La Cámara Argentina de la Mediana Empresa (CAME), asociación que nuclea a pequeños y medianos empresarios de la Argentina, difundió su informe mensual sobre producción industrial pyme, que mostró un fuerte retroceso en el mes de octubre, del 5%, y acumula seis meses consecutivos de caída. En lo que va del año, la baja es de un 1,9%.

Según la encuesta que realiza la CAME, sólo el 18,7% de los empresarios del sector cree que el próximo trimestre se va a ver un repunte, y advierten que sólo operan al 58,6% de su capacidad instalada.

Según datos del INDEC, que releva grandes empresas del sector, la industria utilizó el 61,1% de su capacidad instalada en el mes de septiembre y la producción industrial en ese mismo período tuvo una fuerte contracción del 11,5%. El titular de la asociación de Empresarios Nacionales para el Desarrollo Argentino (ENAC), Leo Bilanski, explicó a este medio que los pequeños y medianos empresarios casi siempre operan unos diez puntos porcentuales por debajo de lo que difunde el instituto estadístico. Es decir, más abajo incluso del 58,6% difundido por la CAME.

La recesión económica que para 2018 empezó oficialmente en el mes de septiembre, cuando la contracción fue de 5,8% y acumula dos trimestres de caída, la pérdida de poder adquisitivo del salario, el castigado mercado interno y las altísimas tasas de interés son los principales factores de la caída en desgracia de las pymes argentinas.

La política cambiaria de Guido Sandleris al frente del Banco Central es de bandas de flotación con tasas de interés que en octubre superaron el 70%. Esta medida, aplaudida por el Fondo Monetario Internacional, implicó el encarecimiento de cualquier línea de financiamiento a la que pueda acceder una pyme. A modo de ejemplo, el descubierto de cuenta corriente o el descuento de cheques llegó a superar el 120% en algunos bancos.

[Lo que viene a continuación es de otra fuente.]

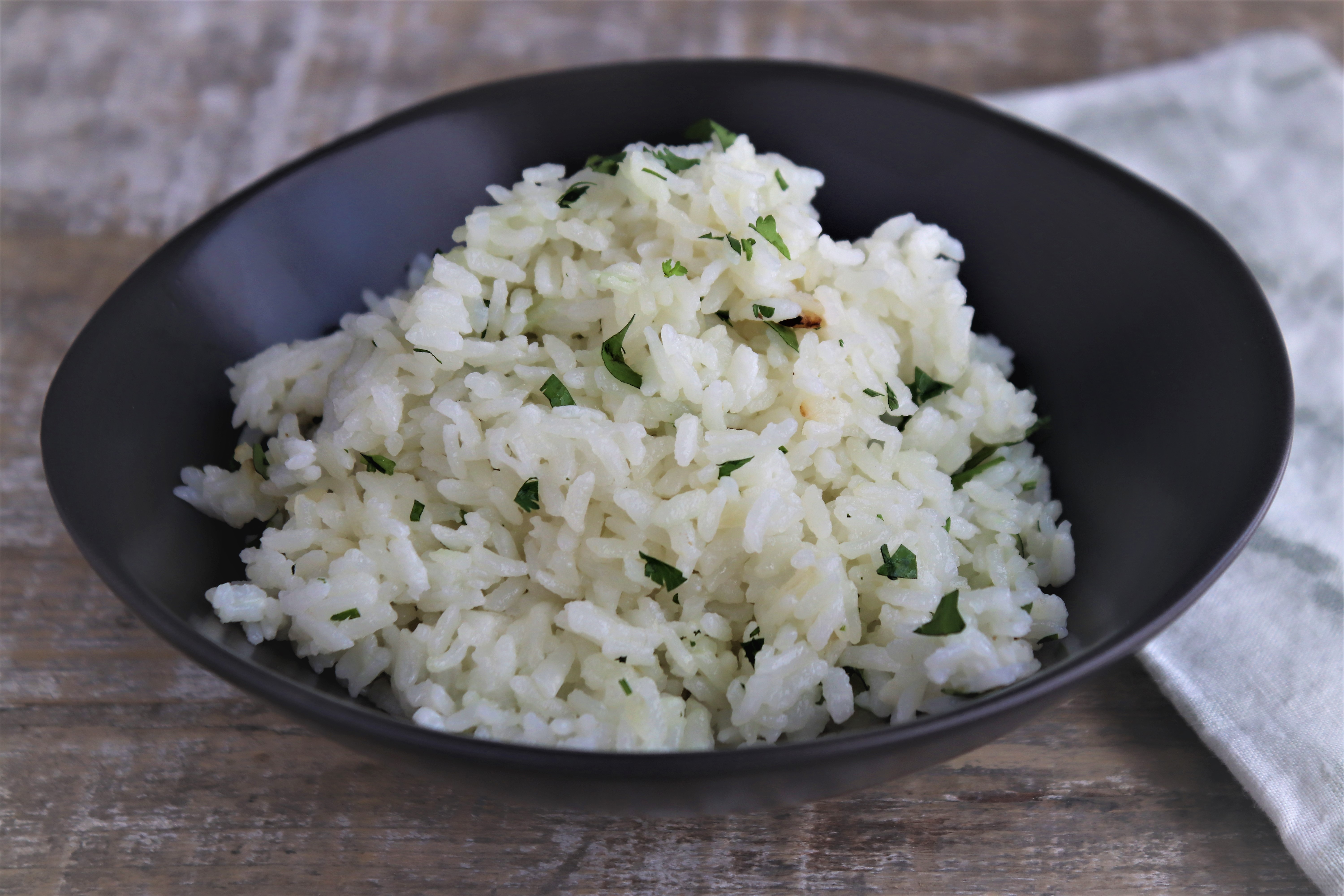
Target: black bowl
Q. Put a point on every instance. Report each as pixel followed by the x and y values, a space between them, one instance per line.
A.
pixel 1142 331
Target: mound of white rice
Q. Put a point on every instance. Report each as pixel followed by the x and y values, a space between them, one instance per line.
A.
pixel 403 450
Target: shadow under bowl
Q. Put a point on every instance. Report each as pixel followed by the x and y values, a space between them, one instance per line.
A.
pixel 1146 338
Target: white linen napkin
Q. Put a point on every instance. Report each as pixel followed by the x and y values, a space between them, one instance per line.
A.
pixel 1252 136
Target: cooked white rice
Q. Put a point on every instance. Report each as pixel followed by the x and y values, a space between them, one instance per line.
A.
pixel 544 627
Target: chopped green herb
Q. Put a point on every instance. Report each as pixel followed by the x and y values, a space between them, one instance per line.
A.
pixel 765 226
pixel 260 461
pixel 902 565
pixel 790 338
pixel 927 388
pixel 675 163
pixel 752 647
pixel 575 194
pixel 380 464
pixel 614 358
pixel 556 393
pixel 702 131
pixel 529 496
pixel 663 574
pixel 605 164
pixel 966 476
pixel 726 469
pixel 741 246
pixel 947 618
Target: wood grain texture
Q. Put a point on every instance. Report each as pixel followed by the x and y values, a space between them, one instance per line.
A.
pixel 130 770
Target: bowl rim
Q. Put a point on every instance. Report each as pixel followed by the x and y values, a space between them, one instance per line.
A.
pixel 329 711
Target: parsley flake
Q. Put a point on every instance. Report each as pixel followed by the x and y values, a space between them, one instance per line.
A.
pixel 902 565
pixel 529 496
pixel 947 618
pixel 605 164
pixel 663 574
pixel 765 226
pixel 380 464
pixel 575 194
pixel 704 129
pixel 614 358
pixel 556 393
pixel 726 469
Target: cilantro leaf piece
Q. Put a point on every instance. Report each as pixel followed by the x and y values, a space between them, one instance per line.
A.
pixel 765 226
pixel 790 338
pixel 556 393
pixel 614 358
pixel 947 618
pixel 575 194
pixel 529 496
pixel 726 469
pixel 605 164
pixel 966 476
pixel 663 574
pixel 704 129
pixel 260 461
pixel 380 464
pixel 675 163
pixel 753 644
pixel 927 388
pixel 902 565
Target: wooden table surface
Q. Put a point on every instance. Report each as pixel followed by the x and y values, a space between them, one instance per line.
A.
pixel 130 770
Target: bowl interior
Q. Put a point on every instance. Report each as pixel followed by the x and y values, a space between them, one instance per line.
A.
pixel 1143 334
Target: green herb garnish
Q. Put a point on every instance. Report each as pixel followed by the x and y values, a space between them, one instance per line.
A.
pixel 947 618
pixel 902 565
pixel 765 226
pixel 726 469
pixel 675 163
pixel 663 574
pixel 556 393
pixel 614 358
pixel 605 164
pixel 260 461
pixel 701 131
pixel 380 464
pixel 529 496
pixel 927 388
pixel 575 194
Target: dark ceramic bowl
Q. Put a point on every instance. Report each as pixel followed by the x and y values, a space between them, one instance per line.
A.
pixel 1144 335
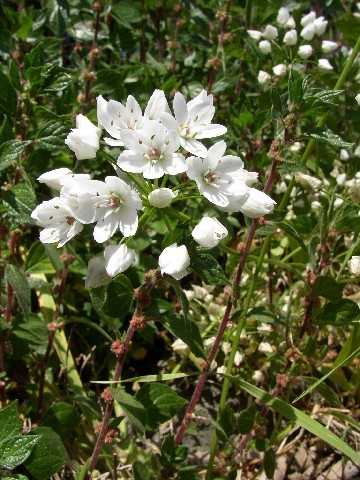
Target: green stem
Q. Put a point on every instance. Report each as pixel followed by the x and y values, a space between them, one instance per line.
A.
pixel 264 249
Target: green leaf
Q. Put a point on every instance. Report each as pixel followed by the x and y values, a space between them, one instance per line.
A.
pixel 171 454
pixel 187 330
pixel 115 299
pixel 10 151
pixel 342 313
pixel 10 424
pixel 269 463
pixel 62 418
pixel 161 403
pixel 8 97
pixel 180 294
pixel 32 331
pixel 48 456
pixel 135 411
pixel 20 286
pixel 290 230
pixel 328 288
pixel 52 136
pixel 140 471
pixel 207 267
pixel 15 450
pixel 245 420
pixel 37 260
pixel 327 136
pixel 302 419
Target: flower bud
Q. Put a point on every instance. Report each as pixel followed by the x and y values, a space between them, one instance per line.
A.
pixel 118 258
pixel 327 46
pixel 280 70
pixel 265 47
pixel 305 51
pixel 208 232
pixel 162 197
pixel 290 37
pixel 283 15
pixel 84 139
pixel 174 261
pixel 255 34
pixel 258 204
pixel 324 64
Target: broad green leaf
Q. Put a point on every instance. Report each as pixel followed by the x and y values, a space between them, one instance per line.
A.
pixel 8 97
pixel 37 260
pixel 10 151
pixel 326 135
pixel 187 330
pixel 15 450
pixel 343 313
pixel 135 411
pixel 245 420
pixel 20 286
pixel 161 403
pixel 140 471
pixel 32 332
pixel 298 417
pixel 48 456
pixel 62 418
pixel 328 288
pixel 207 267
pixel 10 424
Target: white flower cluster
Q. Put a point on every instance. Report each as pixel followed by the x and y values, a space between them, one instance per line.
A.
pixel 311 26
pixel 151 142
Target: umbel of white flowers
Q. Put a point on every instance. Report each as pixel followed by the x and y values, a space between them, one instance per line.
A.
pixel 153 143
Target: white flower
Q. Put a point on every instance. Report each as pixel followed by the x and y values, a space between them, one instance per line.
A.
pixel 218 176
pixel 290 23
pixel 112 204
pixel 208 232
pixel 307 181
pixel 270 32
pixel 58 220
pixel 118 258
pixel 116 117
pixel 324 64
pixel 283 16
pixel 265 47
pixel 174 261
pixel 320 26
pixel 280 69
pixel 96 275
pixel 258 204
pixel 162 197
pixel 264 77
pixel 255 34
pixel 265 347
pixel 192 121
pixel 344 154
pixel 308 32
pixel 52 178
pixel 84 140
pixel 151 151
pixel 354 265
pixel 327 46
pixel 290 37
pixel 305 51
pixel 309 18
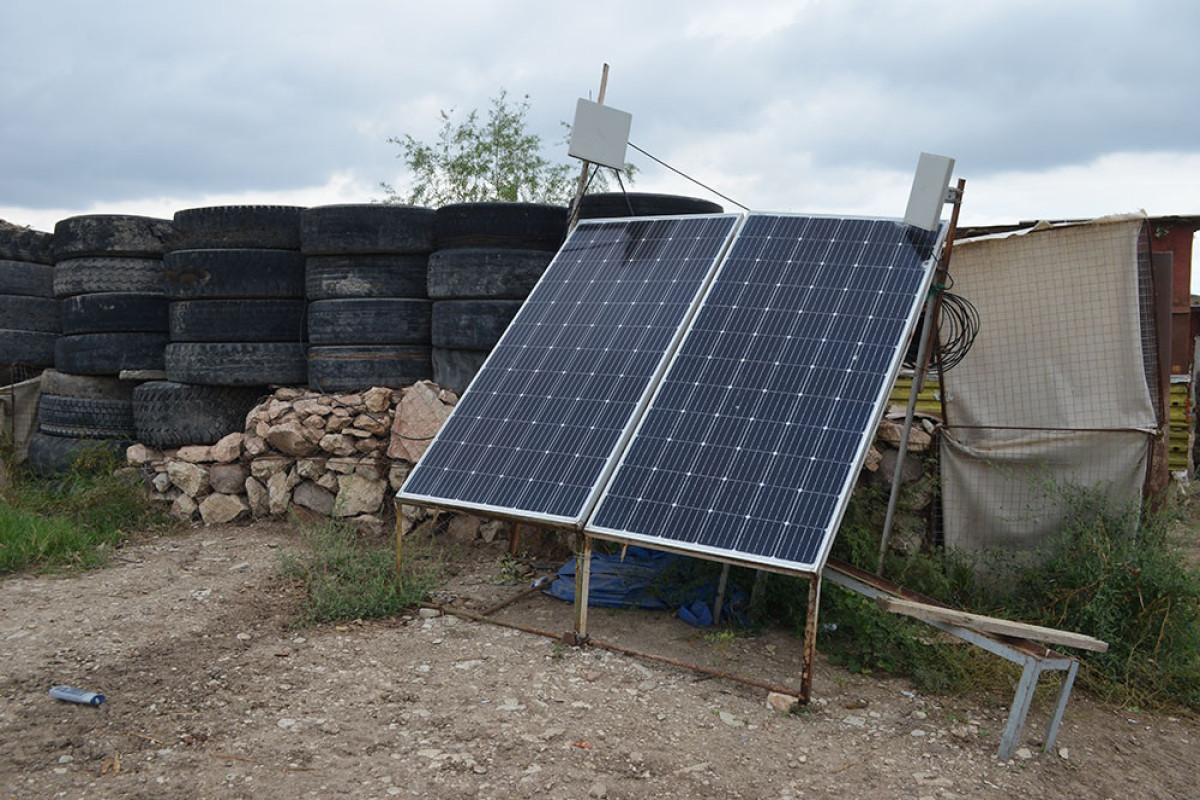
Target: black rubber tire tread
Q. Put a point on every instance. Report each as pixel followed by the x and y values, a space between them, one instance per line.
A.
pixel 370 320
pixel 527 226
pixel 112 234
pixel 331 277
pixel 25 245
pixel 30 313
pixel 87 386
pixel 96 274
pixel 93 419
pixel 233 272
pixel 454 370
pixel 238 320
pixel 107 354
pixel 472 324
pixel 342 368
pixel 645 204
pixel 366 228
pixel 27 278
pixel 273 227
pixel 51 455
pixel 34 348
pixel 237 364
pixel 168 414
pixel 465 272
pixel 109 312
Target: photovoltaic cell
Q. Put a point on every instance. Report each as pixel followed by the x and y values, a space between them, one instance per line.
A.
pixel 538 429
pixel 755 435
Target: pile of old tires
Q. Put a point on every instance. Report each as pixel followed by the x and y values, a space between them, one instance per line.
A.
pixel 234 281
pixel 108 281
pixel 487 259
pixel 365 281
pixel 29 314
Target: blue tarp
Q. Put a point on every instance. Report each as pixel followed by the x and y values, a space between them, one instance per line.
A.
pixel 654 579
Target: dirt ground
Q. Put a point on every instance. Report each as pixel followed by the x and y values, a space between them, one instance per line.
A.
pixel 213 693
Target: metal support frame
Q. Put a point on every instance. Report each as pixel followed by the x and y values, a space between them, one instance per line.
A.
pixel 1033 659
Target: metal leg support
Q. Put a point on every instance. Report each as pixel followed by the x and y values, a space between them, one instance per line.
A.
pixel 1060 707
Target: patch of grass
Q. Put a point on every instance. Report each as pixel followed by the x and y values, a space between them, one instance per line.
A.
pixel 347 576
pixel 73 521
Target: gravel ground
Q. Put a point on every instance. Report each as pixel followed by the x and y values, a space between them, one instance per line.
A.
pixel 214 693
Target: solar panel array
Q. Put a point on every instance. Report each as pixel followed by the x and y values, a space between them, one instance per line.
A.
pixel 539 427
pixel 755 435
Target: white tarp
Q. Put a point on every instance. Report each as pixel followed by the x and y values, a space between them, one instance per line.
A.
pixel 1056 377
pixel 18 413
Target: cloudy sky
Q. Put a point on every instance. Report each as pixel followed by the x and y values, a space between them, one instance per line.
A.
pixel 1053 109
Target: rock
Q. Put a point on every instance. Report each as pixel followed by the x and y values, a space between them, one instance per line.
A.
pixel 371 444
pixel 343 464
pixel 279 494
pixel 289 438
pixel 375 425
pixel 463 528
pixel 397 474
pixel 358 495
pixel 492 529
pixel 191 479
pixel 336 444
pixel 780 702
pixel 219 509
pixel 377 400
pixel 367 523
pixel 257 497
pixel 196 453
pixel 227 479
pixel 310 469
pixel 255 445
pixel 184 507
pixel 310 495
pixel 139 455
pixel 228 449
pixel 418 417
pixel 161 482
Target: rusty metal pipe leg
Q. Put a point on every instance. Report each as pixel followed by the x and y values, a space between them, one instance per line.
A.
pixel 810 638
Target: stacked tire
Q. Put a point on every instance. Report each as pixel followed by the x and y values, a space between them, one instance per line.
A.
pixel 487 259
pixel 79 415
pixel 108 278
pixel 29 314
pixel 235 283
pixel 365 281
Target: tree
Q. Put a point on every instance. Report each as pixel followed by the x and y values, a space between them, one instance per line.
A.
pixel 492 158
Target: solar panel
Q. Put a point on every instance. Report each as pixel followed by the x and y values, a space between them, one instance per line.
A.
pixel 538 431
pixel 754 438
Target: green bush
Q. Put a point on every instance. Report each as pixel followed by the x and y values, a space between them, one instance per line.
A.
pixel 346 576
pixel 73 521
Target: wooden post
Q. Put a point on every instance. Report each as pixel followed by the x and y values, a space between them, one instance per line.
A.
pixel 583 172
pixel 810 638
pixel 400 535
pixel 582 581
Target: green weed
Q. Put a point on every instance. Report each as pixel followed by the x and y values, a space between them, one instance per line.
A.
pixel 73 521
pixel 346 576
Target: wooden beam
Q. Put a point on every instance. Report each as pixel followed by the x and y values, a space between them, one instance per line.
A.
pixel 990 624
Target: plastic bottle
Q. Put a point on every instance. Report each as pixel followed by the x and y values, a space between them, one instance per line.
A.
pixel 72 695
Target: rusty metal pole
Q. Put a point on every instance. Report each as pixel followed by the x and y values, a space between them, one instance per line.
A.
pixel 810 638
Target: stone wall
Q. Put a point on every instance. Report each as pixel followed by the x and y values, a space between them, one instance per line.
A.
pixel 341 456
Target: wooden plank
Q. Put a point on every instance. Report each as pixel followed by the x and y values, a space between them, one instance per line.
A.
pixel 990 624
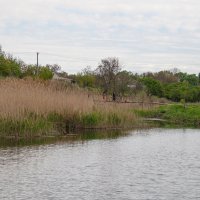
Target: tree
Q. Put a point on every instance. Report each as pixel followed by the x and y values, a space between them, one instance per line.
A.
pixel 153 87
pixel 107 72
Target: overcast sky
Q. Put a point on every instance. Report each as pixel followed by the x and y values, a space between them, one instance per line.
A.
pixel 146 35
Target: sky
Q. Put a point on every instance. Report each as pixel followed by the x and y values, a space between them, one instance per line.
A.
pixel 146 35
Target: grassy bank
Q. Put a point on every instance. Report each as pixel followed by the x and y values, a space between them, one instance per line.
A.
pixel 34 108
pixel 188 115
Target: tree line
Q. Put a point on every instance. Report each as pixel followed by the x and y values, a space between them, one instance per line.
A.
pixel 109 78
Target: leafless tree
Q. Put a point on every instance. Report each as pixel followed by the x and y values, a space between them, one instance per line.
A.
pixel 107 72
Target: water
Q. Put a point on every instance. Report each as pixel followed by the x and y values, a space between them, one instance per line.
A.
pixel 154 164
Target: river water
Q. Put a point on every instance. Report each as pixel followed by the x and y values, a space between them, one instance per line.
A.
pixel 146 164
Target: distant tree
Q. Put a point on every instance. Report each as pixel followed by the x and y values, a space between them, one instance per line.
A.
pixel 107 73
pixel 55 68
pixel 153 87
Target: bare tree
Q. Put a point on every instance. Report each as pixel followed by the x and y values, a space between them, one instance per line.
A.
pixel 107 72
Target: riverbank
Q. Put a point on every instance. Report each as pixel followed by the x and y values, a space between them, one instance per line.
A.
pixel 176 114
pixel 37 108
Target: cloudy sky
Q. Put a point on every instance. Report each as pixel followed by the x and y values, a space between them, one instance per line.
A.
pixel 146 35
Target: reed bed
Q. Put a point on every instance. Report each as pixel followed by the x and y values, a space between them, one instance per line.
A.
pixel 32 107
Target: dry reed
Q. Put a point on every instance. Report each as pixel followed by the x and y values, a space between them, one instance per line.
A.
pixel 19 97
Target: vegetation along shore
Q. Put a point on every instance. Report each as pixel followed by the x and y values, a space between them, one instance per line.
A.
pixel 34 103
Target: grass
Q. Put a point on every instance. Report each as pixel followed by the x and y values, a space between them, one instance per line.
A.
pixel 33 108
pixel 176 114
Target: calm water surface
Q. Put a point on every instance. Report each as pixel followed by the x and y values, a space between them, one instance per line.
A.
pixel 153 164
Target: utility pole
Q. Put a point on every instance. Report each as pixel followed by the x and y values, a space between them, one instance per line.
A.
pixel 37 63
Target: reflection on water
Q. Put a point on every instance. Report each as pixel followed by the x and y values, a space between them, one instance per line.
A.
pixel 70 138
pixel 145 164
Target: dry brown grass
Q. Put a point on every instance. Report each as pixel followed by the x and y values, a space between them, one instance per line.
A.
pixel 19 97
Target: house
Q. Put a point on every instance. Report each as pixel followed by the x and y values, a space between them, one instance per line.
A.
pixel 57 77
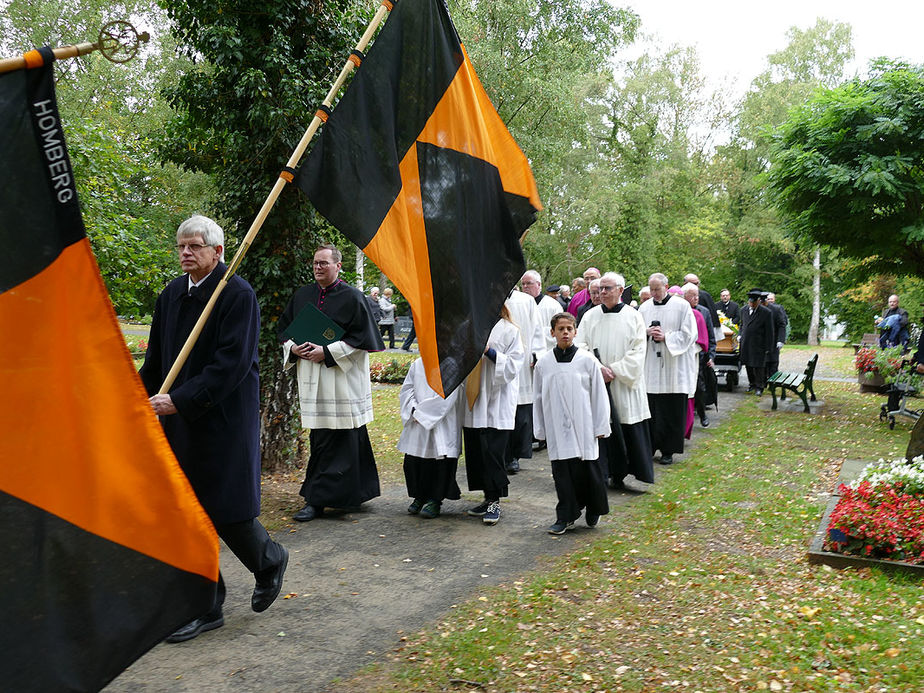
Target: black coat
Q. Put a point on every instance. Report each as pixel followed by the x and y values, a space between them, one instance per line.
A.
pixel 705 299
pixel 216 432
pixel 780 321
pixel 731 311
pixel 757 336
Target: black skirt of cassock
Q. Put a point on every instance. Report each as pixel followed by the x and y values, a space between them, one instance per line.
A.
pixel 638 450
pixel 668 422
pixel 520 444
pixel 341 470
pixel 431 479
pixel 579 484
pixel 485 466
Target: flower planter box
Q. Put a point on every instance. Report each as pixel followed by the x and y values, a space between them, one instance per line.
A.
pixel 872 384
pixel 818 556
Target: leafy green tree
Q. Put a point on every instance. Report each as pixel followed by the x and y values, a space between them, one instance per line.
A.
pixel 256 77
pixel 848 169
pixel 544 65
pixel 131 204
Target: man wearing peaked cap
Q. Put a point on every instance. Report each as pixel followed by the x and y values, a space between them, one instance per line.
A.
pixel 756 340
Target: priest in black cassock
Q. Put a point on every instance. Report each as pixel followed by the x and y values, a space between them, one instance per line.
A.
pixel 211 414
pixel 334 391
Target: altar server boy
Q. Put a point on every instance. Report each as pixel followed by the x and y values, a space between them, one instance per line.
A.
pixel 571 412
pixel 431 442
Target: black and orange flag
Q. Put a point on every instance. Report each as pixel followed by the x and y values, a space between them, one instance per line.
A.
pixel 416 167
pixel 106 549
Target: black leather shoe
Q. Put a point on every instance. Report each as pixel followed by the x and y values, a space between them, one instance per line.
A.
pixel 308 513
pixel 265 594
pixel 193 628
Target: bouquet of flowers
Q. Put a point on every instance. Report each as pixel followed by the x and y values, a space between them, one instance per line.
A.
pixel 881 514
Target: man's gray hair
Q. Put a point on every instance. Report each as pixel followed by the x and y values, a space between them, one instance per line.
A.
pixel 335 254
pixel 198 225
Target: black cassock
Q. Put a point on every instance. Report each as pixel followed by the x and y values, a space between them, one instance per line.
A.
pixel 216 433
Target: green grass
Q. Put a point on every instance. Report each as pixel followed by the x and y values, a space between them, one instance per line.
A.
pixel 702 585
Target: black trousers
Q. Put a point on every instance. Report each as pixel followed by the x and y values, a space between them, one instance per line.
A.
pixel 485 466
pixel 390 331
pixel 520 443
pixel 249 541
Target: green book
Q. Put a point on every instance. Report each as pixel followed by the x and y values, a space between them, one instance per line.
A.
pixel 311 325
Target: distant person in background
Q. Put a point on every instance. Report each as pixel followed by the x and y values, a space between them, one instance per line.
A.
pixel 431 442
pixel 593 290
pixel 780 321
pixel 894 325
pixel 564 296
pixel 755 341
pixel 728 307
pixel 583 296
pixel 334 391
pixel 387 321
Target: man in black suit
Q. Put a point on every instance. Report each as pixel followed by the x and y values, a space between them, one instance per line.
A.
pixel 211 415
pixel 729 307
pixel 756 340
pixel 780 321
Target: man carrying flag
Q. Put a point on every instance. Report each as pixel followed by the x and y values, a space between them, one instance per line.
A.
pixel 416 168
pixel 106 549
pixel 212 413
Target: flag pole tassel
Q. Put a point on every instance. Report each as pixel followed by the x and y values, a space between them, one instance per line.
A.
pixel 285 177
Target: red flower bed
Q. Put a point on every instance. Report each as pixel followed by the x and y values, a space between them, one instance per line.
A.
pixel 883 523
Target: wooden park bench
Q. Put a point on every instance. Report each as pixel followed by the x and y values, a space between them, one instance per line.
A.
pixel 800 383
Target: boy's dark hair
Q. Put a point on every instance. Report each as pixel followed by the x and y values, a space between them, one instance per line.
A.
pixel 563 316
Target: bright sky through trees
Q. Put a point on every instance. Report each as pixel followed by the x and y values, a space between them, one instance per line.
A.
pixel 733 38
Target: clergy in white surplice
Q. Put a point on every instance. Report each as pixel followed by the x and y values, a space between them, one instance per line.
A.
pixel 671 366
pixel 431 442
pixel 489 413
pixel 571 412
pixel 525 316
pixel 615 332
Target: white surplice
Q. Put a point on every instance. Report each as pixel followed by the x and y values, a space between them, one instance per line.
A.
pixel 525 315
pixel 671 366
pixel 432 425
pixel 337 397
pixel 496 405
pixel 620 339
pixel 570 409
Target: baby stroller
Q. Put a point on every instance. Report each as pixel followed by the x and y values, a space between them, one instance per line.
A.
pixel 899 392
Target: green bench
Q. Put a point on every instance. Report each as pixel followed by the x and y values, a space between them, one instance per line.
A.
pixel 800 383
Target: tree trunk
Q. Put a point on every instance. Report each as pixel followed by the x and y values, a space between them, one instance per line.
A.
pixel 816 298
pixel 360 270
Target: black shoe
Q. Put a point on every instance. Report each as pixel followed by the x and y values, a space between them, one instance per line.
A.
pixel 265 594
pixel 308 513
pixel 193 628
pixel 560 528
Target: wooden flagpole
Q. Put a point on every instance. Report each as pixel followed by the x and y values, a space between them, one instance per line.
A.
pixel 117 40
pixel 284 178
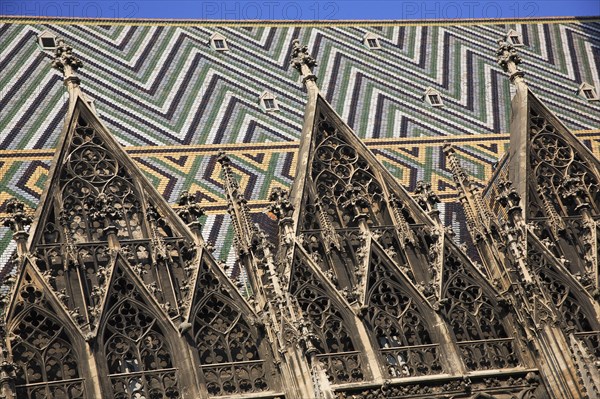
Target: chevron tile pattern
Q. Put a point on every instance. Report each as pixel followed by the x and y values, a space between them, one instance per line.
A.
pixel 174 102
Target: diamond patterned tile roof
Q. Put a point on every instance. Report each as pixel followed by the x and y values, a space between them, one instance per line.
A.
pixel 174 101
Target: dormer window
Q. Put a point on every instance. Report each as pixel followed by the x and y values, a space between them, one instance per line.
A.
pixel 514 38
pixel 588 92
pixel 218 42
pixel 371 41
pixel 268 102
pixel 47 40
pixel 433 97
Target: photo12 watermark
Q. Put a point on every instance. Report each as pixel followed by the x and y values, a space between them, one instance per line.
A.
pixel 274 10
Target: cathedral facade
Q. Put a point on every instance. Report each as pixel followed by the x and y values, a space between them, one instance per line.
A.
pixel 362 290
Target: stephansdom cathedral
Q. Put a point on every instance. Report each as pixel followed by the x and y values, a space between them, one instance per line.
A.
pixel 362 292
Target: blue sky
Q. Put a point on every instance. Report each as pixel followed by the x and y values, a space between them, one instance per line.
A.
pixel 302 9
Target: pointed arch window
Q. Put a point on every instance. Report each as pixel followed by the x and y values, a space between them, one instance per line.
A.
pixel 230 357
pixel 406 346
pixel 346 183
pixel 332 335
pixel 482 338
pixel 573 315
pixel 47 364
pixel 91 170
pixel 137 353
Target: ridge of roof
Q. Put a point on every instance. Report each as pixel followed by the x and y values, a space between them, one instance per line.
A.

Para colmo de males, el lunes volvió la fiebre verde impulsada por el desarme de unos 120.000 millones de pesos de Lebac y el dólar se ubicó nuevamente cerca de los 40 pesos. Si bien todavía está alejado de la banda superior de flotación cambiaria, es posible que el Central vuelva a endurecer su política de tasas altas.

“Hacia adelante las expectativas siguen sin repuntar”, dice el informe de la CAME, y señala que “sólo el 18,7% de las empresas consultadas espera que la producción aumente en los próximos tres meses, mientras que 29% cree que continuará cayendo. El resto no sabe o piensa que se mantendrá en los niveles actuales”.

Por otro lado, también consideran que la crisis en la producción industrial pyme se mantendrá, por lo menos hasta mediados del año que viene.

Pocos días atrás, el vicepresidente de la Unión Industrial Argentina, Guillermo Moretti, había dicho a El Destape Radio que “este es un modelo que no contiene a la mayoría de la sociedad. Si no contiene un modelo industrial seguro, no va a contener a la mayoría de los argentinos”. “Si la sociedad quiere suicidarse, seguirá con este gobierno”, disparó.

También un expresidente de la misma entidad manifestó su desilusión. “Me siento totalmente decepcionado por este gobierno. Social, política, económica, administrativa y judicialmente”, dijo el industrial Héctor Méndez, y agregó: “La gente esperó tres años a ver si algo cambiaba y lo que cambió fue poco y nada. Me afectó patrimonialmente muy mal la crisis”.